The surge in vaccine doses to the continent is being coordinated with multilateral bodies including the African Union and Covax — the distributor backed by the World Health Organization and the Gavi vaccine alliance.
It comes as the world faces an intensifying impact from the virulent Delta strain of the coronavirus, with new outbreaks appearing from Australia to the United States and Africa.
Overall, coronavirus-linked deaths in Africa increased by 43 per cent in the space of a week, driven by a lack of intensive-care beds and oxygen, the WHO said Thursday.
“In partnership with the African Union and Covax, the United States is proud to donate 25 million Covid-19 vaccines,” said Gayle Smith, US State Department coordinator for Covid-19 and global health.
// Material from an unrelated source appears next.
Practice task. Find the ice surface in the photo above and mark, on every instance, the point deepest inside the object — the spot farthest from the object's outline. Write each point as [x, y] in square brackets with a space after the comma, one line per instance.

“The Biden administration is committed to leading the global response to the pandemic.”
Strive Masiyiwa, special envoy for the African Union, said the vaccines would give another push to the AU’s goal of vaccinating 60 percent of the population on the continent, “especially at this moment when we are witnessing the third wave in a number of African countries.”
Benedict Oramah, President of Afreximbank, which is also helping coordinate the aid, called the US donations “a welcome, significant gesture.”
Together with other measures, there is “reason to be optimistic that the African Union’s goal of at least 60 percent vaccination coverage will be achieved,” he said.
Yawning gaps in vaccines
The coronavirus pandemic has seen yawning gaps in vaccine distribution around the world, with poorer regions getting few doses while the United States and other wealthy nations have rolled out large-scale domestic inoculation programs.
That has subsequently led to so-called vaccine diplomacy in which geopolitical powerhouses and vaccine producers China and Russia were accused of using their jabs to promote their strategic footprints.
The United States denies it is competing against its rivals, but Biden has made a priority of manoeuvring the United States to the centre of international efforts to extinguish the global crisis.
He has pledged to allocate an initial 80 million doses for international distribution.
In addition, the Biden administration has committed to donating $2 billion to Covax.
It is also purchasing 500 million Pfizer-BioNTech vaccines for the African Union and 92 poorer countries. At the recent G7 summit in Britain, US partners agreed to donate another 500 million doses.
In total, the United States has so far delivered about 40 million doses to countries as far apart as South Korea and Honduras, the White House says.